How CIMS And Janitorial Industry Best Practices Go Hand-In-Hand

CIMS, the Cleaning Industry Management Standard, is a consensus-based management framework for cleaning industry management, operations, performance systems, and processes. The Cleaning Industry Management Standard (CIMS) is designed to assist building service contractors develop quality, customer-centered organizations. The International Sanitary Supply Association (ISSA), who developed the standard, created a benchmark to meet and measure against for those janitorial services companies and commercial cleaning companies that wished to adopt, implement and drive industry best practices. The standard outlines five critical areas of management practices where a best practices standard has been developed.

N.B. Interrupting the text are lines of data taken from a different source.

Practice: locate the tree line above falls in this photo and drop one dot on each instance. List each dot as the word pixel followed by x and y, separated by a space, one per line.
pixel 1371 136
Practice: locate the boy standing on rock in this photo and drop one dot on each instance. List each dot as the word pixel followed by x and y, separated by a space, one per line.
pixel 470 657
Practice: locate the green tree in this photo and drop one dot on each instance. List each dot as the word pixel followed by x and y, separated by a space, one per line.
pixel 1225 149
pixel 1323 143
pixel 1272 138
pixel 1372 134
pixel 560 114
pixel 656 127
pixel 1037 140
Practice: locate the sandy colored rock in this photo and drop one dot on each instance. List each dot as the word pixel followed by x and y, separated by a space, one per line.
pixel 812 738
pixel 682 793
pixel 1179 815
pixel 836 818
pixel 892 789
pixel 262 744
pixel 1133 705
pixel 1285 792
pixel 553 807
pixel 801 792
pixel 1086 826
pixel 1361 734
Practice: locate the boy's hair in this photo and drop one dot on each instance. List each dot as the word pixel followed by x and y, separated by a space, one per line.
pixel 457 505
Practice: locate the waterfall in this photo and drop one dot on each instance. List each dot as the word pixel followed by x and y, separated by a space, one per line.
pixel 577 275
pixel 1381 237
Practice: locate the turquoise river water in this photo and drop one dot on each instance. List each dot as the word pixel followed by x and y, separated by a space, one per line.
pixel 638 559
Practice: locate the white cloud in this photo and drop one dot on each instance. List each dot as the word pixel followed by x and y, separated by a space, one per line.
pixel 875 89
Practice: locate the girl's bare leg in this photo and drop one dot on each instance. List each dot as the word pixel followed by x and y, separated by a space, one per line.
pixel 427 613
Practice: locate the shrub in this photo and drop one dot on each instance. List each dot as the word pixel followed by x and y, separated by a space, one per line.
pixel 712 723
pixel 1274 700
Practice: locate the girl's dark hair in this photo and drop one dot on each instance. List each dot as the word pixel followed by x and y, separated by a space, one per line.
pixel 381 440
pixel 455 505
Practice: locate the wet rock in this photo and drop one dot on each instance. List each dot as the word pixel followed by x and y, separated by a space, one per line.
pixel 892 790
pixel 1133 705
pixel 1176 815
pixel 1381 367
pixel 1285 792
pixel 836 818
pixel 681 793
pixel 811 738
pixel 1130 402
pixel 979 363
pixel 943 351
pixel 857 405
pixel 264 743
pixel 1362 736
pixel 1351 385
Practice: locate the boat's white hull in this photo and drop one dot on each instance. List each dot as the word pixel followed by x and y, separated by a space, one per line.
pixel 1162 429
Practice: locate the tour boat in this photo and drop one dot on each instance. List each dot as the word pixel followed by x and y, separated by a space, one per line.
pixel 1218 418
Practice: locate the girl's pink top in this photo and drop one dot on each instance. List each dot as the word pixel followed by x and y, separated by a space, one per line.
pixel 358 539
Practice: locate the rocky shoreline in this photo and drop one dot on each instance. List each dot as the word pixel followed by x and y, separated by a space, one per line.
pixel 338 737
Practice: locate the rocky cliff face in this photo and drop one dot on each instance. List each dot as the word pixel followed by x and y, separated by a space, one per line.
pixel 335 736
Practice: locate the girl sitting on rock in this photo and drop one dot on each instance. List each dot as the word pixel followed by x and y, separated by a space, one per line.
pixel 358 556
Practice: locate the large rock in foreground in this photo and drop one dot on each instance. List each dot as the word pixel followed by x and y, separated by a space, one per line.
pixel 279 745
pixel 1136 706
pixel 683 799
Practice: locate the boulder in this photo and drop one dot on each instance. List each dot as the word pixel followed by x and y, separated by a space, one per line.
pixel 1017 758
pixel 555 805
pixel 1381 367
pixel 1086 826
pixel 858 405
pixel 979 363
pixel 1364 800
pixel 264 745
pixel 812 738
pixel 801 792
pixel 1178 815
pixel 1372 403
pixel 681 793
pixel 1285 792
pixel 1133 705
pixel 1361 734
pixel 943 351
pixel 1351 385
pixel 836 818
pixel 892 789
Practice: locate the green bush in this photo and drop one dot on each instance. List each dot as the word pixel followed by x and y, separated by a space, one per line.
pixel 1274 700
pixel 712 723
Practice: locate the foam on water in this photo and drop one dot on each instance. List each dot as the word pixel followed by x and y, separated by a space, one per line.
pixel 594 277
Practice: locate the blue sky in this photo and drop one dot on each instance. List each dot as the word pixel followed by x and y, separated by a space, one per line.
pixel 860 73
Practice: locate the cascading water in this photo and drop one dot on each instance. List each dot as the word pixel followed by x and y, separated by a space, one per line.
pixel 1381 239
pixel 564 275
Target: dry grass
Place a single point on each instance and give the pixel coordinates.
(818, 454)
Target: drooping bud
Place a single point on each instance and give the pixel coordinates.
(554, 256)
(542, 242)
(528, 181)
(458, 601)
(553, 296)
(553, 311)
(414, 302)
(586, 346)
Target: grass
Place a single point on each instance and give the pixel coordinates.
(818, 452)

These are: Quality Systems, Service Delivery, Human Resources, Health, Safety & Environmental Stewardship, and Management Commitment.

 

CIMS Certification Can Cut Through the Cluttered, Crowded Janitorial Services Marketplace

CIMS can offer a valuable too for Facility Managers as CIMS certification identifies those janitorial services companies already committed to best practices within their industry, In fact, because companies voluntarily seek out this rigorous, verified certification, it speaks to the overall professionalism and leadership of any company that pursues it. As an evaluation tool, CIMS can be used by you as a Facility Manager to cut through the clutter of the crowded janitorial services marketplace and limit yourself to those companies already operating at the highest level. This can both raise the bar and reduce your workload by limiting RFPs, Request For Proposal, to company’s that have already passed the first set of hurdles.